10) Negotiations to bring Bergdahl home have been in the works for years — with Obama originally imagining the prisoner swap as an election-year overture toward a durable peace with the Taliban.
President Obama [has] announced that the United States will now pursue "a negotiated peace" with the Taliban. That peace is likely to include a prisoner swap – or a "confidence-building measure," as U.S. officials working on the negotiations call it – that could finally end the longest war in America's history. Bowe is the one prisoner the Taliban have to trade. "It could be a huge win if Obama could bring him home," says a senior administration official familiar with the negotiations. "Especially in an election year, if it's handled properly."
11) But the swap didn't have the backing of then-Secretary of State Hillary Clinton or Pentagon chief Leon Panetta, who weren't ready to negotiate an end to the war, preferring the bloody path of counterinsurgency operations.
...Defense Secretary Leon Panetta and Secretary of State Hillary Clinton, are very wary about making a swap for Bowe. "Panetta and Hillary don't give a **** about getting him home," says one senior U.S. official involved in the negotiations. "They want to be able to say they COINed their way out of Afghanistan, or whatever, so it doesn't look like they are cutting and running."
12) The negotiations were also impeded by Senator John McCain, who was typically level-headed in this exchange with future Secretary of State John Kerry.
McCain, who endured almost six years of captivity as a prisoner of war, threw a fit at the prospect of releasing five Taliban detainees.
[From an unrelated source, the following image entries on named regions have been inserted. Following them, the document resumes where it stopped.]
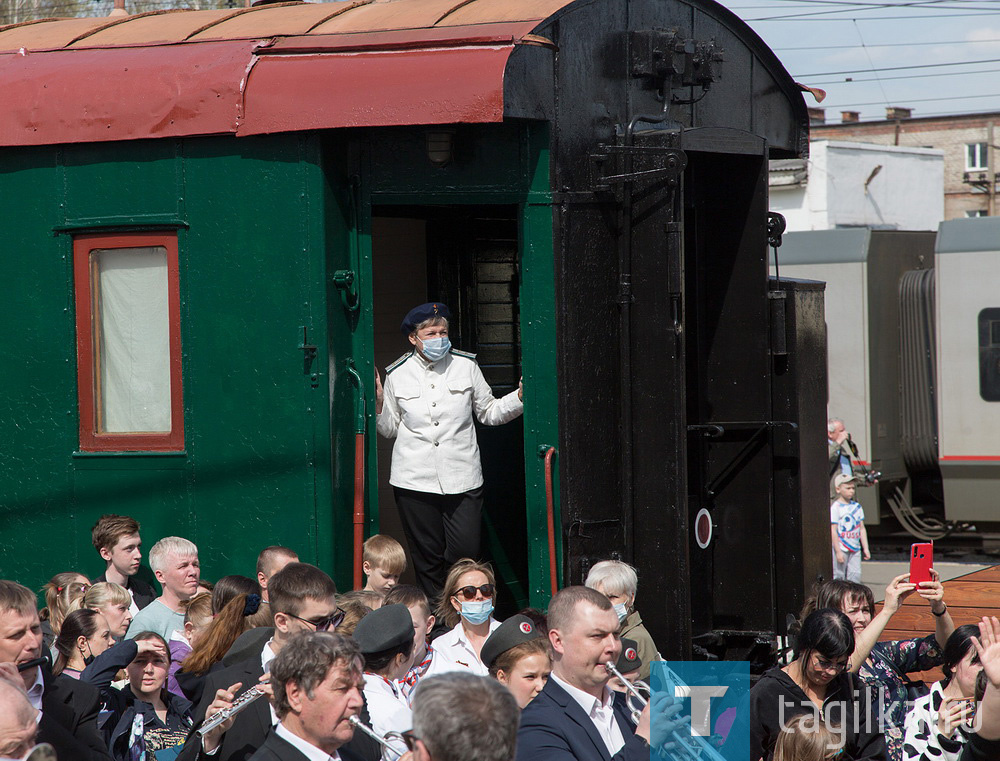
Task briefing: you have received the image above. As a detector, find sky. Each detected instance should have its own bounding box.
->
[721,0,1000,123]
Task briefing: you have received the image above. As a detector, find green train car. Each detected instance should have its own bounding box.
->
[0,0,829,656]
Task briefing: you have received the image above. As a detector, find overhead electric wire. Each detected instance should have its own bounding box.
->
[772,37,1000,53]
[807,69,1000,87]
[793,58,1000,79]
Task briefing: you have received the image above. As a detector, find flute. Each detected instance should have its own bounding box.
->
[347,714,403,758]
[195,685,267,738]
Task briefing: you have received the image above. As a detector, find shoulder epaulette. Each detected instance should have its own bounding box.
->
[385,351,413,375]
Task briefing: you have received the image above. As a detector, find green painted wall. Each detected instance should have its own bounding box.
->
[0,136,343,587]
[0,124,560,606]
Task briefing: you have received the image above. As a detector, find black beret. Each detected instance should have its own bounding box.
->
[480,615,542,668]
[399,301,451,336]
[615,637,642,674]
[353,605,413,655]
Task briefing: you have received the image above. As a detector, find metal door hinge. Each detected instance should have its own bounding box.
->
[299,325,319,388]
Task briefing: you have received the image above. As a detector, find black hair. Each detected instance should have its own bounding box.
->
[941,624,979,686]
[362,637,413,674]
[795,608,854,660]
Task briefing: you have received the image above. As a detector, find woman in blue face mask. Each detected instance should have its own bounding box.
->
[432,558,500,676]
[585,560,663,681]
[375,302,524,602]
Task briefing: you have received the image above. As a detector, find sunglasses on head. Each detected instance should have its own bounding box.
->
[287,608,347,632]
[455,584,496,600]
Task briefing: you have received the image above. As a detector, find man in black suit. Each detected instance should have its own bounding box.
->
[90,514,156,617]
[516,587,679,761]
[0,580,111,761]
[250,632,364,761]
[178,563,371,761]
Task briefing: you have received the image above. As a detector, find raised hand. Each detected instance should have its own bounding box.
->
[971,616,1000,689]
[882,573,917,614]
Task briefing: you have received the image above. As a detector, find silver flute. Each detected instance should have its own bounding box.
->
[347,714,403,758]
[604,661,725,761]
[195,685,267,738]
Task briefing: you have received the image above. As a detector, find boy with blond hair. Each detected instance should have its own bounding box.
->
[90,513,156,618]
[830,473,871,584]
[361,534,406,597]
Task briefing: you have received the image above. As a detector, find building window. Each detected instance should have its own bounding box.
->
[73,233,184,451]
[965,143,989,172]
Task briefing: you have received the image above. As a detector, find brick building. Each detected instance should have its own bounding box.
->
[809,108,1000,219]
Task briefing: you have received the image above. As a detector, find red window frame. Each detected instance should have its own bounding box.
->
[73,232,184,452]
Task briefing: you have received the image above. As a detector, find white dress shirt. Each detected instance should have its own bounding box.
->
[377,349,524,494]
[262,639,278,727]
[424,616,500,677]
[364,672,413,761]
[28,666,45,723]
[274,724,340,761]
[549,671,625,756]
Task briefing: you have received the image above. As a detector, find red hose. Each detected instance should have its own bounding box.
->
[545,447,559,596]
[354,433,365,589]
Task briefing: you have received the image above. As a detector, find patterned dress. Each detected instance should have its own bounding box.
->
[858,634,941,761]
[903,682,969,761]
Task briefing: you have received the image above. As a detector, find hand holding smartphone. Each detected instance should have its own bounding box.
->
[910,542,934,584]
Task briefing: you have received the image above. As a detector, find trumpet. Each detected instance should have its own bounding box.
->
[604,661,726,761]
[195,685,267,738]
[347,714,404,758]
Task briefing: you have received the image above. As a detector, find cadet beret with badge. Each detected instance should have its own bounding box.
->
[399,301,451,336]
[480,615,542,668]
[615,637,642,674]
[352,604,413,655]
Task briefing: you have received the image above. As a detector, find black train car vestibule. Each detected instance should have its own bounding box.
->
[0,0,830,664]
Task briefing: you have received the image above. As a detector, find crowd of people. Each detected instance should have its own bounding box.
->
[0,515,1000,761]
[0,515,680,761]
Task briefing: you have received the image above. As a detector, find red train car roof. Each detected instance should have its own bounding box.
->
[0,0,571,146]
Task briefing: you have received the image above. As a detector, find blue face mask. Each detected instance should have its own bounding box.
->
[462,600,493,624]
[421,336,451,362]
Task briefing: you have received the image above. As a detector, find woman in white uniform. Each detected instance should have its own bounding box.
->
[375,302,524,599]
[428,558,500,676]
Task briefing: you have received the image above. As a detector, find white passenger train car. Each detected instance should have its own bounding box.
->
[936,218,1000,522]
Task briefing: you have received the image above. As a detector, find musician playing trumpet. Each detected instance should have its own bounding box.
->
[512,587,682,761]
[250,632,372,761]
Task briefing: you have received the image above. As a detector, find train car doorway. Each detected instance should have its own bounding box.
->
[371,205,528,616]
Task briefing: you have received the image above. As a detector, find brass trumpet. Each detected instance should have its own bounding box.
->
[347,714,405,758]
[604,661,726,761]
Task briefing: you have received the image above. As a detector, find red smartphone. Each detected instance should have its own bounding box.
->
[910,542,934,584]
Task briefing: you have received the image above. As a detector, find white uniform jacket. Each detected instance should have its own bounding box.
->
[364,673,413,761]
[424,616,500,677]
[378,349,524,494]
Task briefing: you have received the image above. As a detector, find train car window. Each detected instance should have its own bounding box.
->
[979,307,1000,402]
[74,233,184,451]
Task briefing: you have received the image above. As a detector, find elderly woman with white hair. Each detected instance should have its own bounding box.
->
[586,560,662,681]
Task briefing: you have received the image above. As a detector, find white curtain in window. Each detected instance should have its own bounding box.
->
[92,246,170,433]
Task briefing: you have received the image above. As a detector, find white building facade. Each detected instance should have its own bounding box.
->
[768,140,944,231]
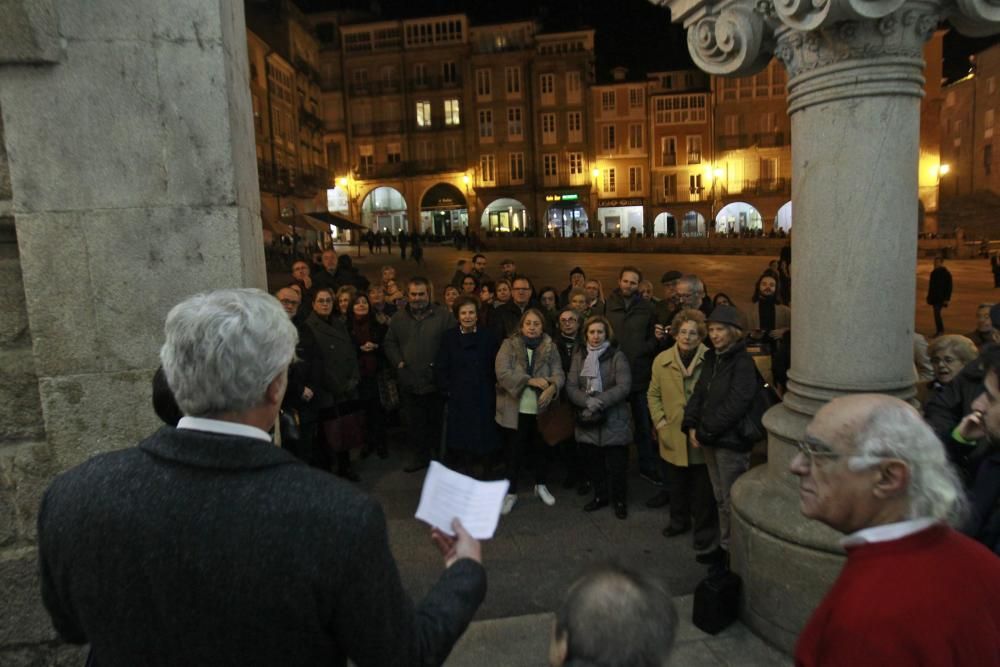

"They're the five biggest murderers in world history!" McCain fumed.
Kerry, who supported the transfer, thought that was going a bit far.
"John," he said, "the five biggest murderers in the world?"
McCain was furious at the rebuke. "They killed Americans!" he responded.
"I suppose Senator Kerry is OK with that?"
13) The bureaucratic cluster**** in Washington had even led Bergdahl's heartbroken father to seek his own negotiations with Bowe's captors — explaining Bob Bergdahl's beard and controversial command of conversational Arabic and Pashto.
Bob has considered going over to Pakistan – he's grown a bushy beard, and he has sent his own YouTube video, directed at the Taliban, asking for his son's release. "I'll talk to them," he says. "I'll bring him home myself."